Selon Ljuan Koka, du Centre pour l'éducation des Roms et autres communautés (CERS), seulement 15% des enfants Roms finissent le cycle primaire (vers l'âge de 15 ans) contre 93% sur l'ensemble de la Serbie. Ils ne sont que 7 à 8% à aller au lycée.

Dans son appartement, Gordana Gashi, 10 ans, a un ordinateur, fourni par la mairie aux familles ayant des enfants scolarisés. Après l'école, "une amie vient chez moi pour qu'on révise ensemble", raconte la petite fille.

Quand elle habitait dans son camp de Jabucki Rit, Gordana ratait souvent l'école. "Nous vivions dans la boue, dans une maison de planches et de plastiques", dit son père Bekim, qui touche un petit salaire comme médiateur avec les autorités municipales, aidant ici à effectuer des démarches administratives, là à gérer les problèmes au sein de l'immeuble...

- Préjugés et moqueries -

Ses enfants étaient "propres quand ils sortaient de la cabane et couverts de boue quand ils quittaient le bidonville", "trop mal à l'aise" pour aller à l'école, se souvient-il.
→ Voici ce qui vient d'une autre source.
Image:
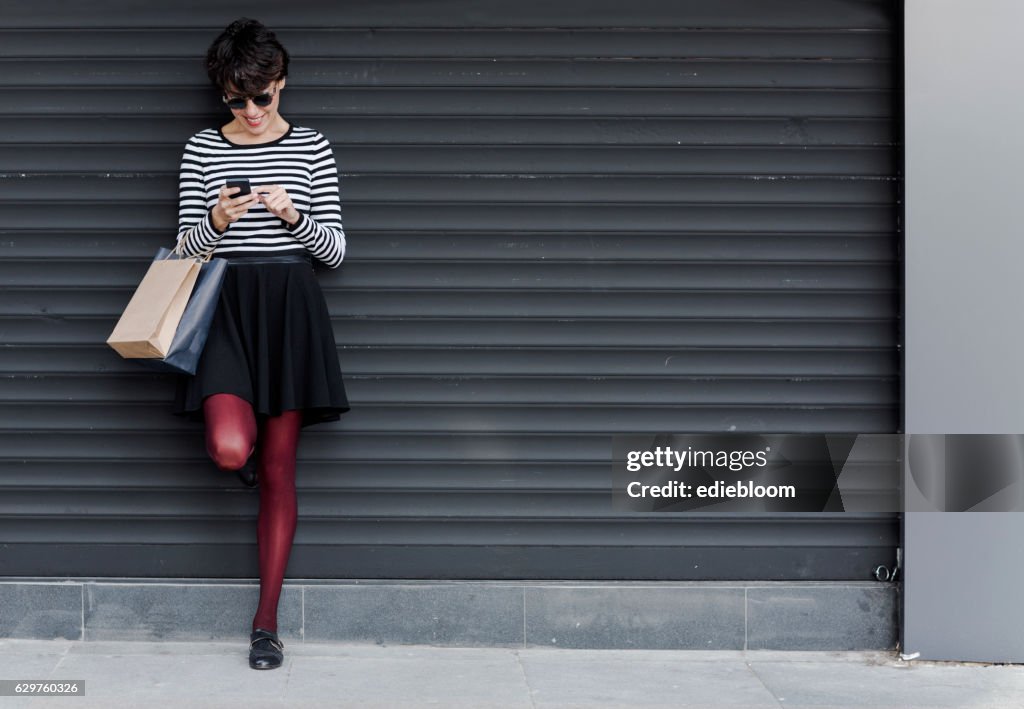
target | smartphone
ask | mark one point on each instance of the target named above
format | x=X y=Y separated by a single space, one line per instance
x=243 y=182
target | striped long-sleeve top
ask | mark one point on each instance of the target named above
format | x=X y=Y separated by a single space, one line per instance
x=301 y=161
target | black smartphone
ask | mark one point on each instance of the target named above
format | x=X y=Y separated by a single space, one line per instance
x=243 y=182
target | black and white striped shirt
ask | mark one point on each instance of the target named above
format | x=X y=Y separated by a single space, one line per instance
x=301 y=161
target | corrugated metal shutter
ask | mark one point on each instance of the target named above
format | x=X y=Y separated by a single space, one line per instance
x=565 y=221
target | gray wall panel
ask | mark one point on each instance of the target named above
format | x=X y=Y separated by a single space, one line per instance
x=561 y=225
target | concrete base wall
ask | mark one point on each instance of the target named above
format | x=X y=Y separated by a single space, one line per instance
x=821 y=616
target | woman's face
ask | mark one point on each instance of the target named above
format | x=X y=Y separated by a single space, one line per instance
x=257 y=120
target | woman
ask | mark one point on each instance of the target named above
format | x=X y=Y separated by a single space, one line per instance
x=269 y=366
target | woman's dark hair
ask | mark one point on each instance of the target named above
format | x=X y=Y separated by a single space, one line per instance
x=246 y=57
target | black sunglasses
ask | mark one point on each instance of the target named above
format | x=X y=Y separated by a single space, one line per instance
x=260 y=99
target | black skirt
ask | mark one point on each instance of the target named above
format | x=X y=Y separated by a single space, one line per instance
x=270 y=343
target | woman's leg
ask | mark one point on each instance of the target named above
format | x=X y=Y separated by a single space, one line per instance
x=230 y=429
x=278 y=510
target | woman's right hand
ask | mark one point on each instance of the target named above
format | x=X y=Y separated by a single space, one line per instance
x=229 y=208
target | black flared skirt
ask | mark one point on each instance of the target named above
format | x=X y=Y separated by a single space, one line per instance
x=270 y=343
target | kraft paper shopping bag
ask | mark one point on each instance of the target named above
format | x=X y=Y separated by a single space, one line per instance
x=194 y=329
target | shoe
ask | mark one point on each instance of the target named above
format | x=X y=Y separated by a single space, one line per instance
x=265 y=650
x=247 y=473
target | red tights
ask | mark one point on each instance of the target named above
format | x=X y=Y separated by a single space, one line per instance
x=230 y=439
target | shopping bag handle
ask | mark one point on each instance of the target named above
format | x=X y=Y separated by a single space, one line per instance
x=203 y=258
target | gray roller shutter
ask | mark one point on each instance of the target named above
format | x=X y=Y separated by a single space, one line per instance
x=565 y=220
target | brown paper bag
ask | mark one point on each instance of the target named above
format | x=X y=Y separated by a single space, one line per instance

Désormais, ils "sont regardés comme les autres" à l'école, assure-t-il.

Devant son conteneur, Tatjana Cac, 41 ans, la belle-mère de Kasandra, raconte au contraire les "préjugés" persistants contre les Roms: "Certains rient en voyant nos enfants, se moquent de leurs habits, de notre absence d'éducation".

En 2016, l'ONU estimait que "90% des enfants des camps Roms en Serbie, grandissent dans la pauvreté", la mortalité infantile "y est deux fois plus importante" que la moyenne, "un cinquième est en butte à la malnutrition", 13% seulement sont correctement vaccinés.

"Il y a tout le temps des bagarres", "les voisins ne nous aiment pas et je les comprends", soupire un autre habitant du camp rom, Marijan Filipanovic, 41 ans. "Pourquoi ont-ils un logement et pas nous?", demande-t-il en montrant l'immeuble en contrebas.

Pour le militant Ljuan Koka, ce programme de relogement, qui suscite "rivalités et conflits" entre Roms, est un pansement sur une jambe de bois: elle ne cassera pas le "cercle vicieux de la pauvreté": "Vous n'allez pas à l'école, vous n'avez pas de travail, vous ne payez pas vos factures" jusqu'à l'expulsion.

La mairie de Belgrade acquitte la moitié des factures des plus fragiles? "Qui paye l'autre moitié?", ironise Ljuan Koka.

Selon lui, un centre de recyclage était prévu à Orlovsko Naselje, qui aurait employé les Roms. Mais il n'a jamais vu le jour, malgré les subventions.